Find all critical points and determine which critical points are extrema by testing intervals.
y=-2x^4+3x^2
I found the derivative which is:
-8x^3+6x
yes, but where is it zero?
function is horizontal when
-8x^3+6x = 0
that happens when
x (-8 x^2 + 6) = 0
x (-4x^2 + 3) = 0
x = 0
or
x^2 = 3/4
x = + or - (1/2)sqrt (3)
--------------------
now what is second derivative at those points?
d^2y/dx^2 = -24 x^2 + 6
when x = 0, that is positive so it is a MINIMUM
when x^2 = 3/4
d^2y/dx^2 = -18 + 6 = -12
so it is a MAXIMUM at those two oints
To find the critical points of the function, we need to find the values of x where the derivative is equal to zero or is undefined.
The derivative of the given function is -8x^3 + 6x.
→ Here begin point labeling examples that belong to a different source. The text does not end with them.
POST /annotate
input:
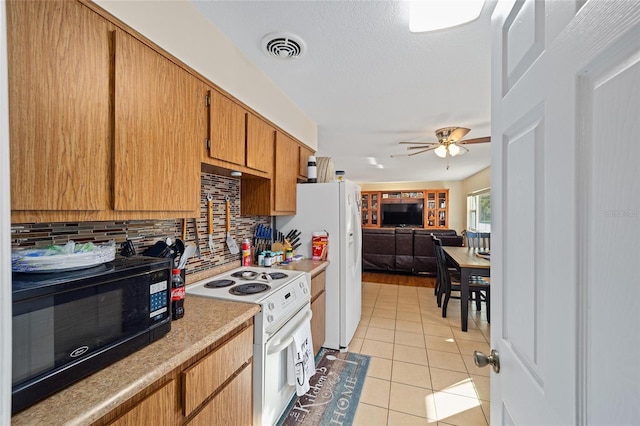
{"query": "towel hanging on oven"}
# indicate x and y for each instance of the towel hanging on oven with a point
(300, 363)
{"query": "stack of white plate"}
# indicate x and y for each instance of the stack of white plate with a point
(43, 260)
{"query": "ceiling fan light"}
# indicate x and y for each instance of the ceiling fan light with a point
(431, 15)
(441, 151)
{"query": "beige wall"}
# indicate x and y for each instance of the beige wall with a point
(179, 28)
(458, 191)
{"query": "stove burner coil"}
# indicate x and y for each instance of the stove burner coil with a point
(250, 288)
(246, 275)
(219, 283)
(277, 275)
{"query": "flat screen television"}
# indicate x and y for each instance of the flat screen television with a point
(405, 214)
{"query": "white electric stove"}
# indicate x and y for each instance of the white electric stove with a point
(285, 299)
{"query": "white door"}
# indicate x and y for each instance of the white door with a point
(566, 212)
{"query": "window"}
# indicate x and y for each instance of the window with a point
(479, 211)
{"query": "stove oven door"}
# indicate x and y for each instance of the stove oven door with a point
(277, 392)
We set this equal to zero and solve for x:
-8x^3 + 6x = 0
Let's factor out an x:
x(-8x^2 + 6) = 0
Set each factor equal to zero:
x = 0
-8x^2 + 6 = 0
To solve -8x^2 + 6 = 0, we isolate x:
-8x^2 = -6
Divide both sides by -8:
x^2 = 3/4
Take the square root of both sides:
x = ±√(3/4)
Simplifying further:
x = ±√(3/4) = ±√3/2
Therefore, the critical points are x = 0, x = √3/2, and x = -√3/2.
To determine which critical points are extrema, we can use the Second Derivative Test. However, since we only have one critical point that is not at a boundary (x = 0), we can just evaluate the function at that point and check if it is a local minimum or maximum:
For x = 0:
y = -2(0)^4 + 3(0)^2
y = 0
Since the y-value at x = 0 is 0, we can conclude that it is a local minimum.
Therefore, the critical points are x = 0 (local minimum), x = √3/2, and x = -√3/2.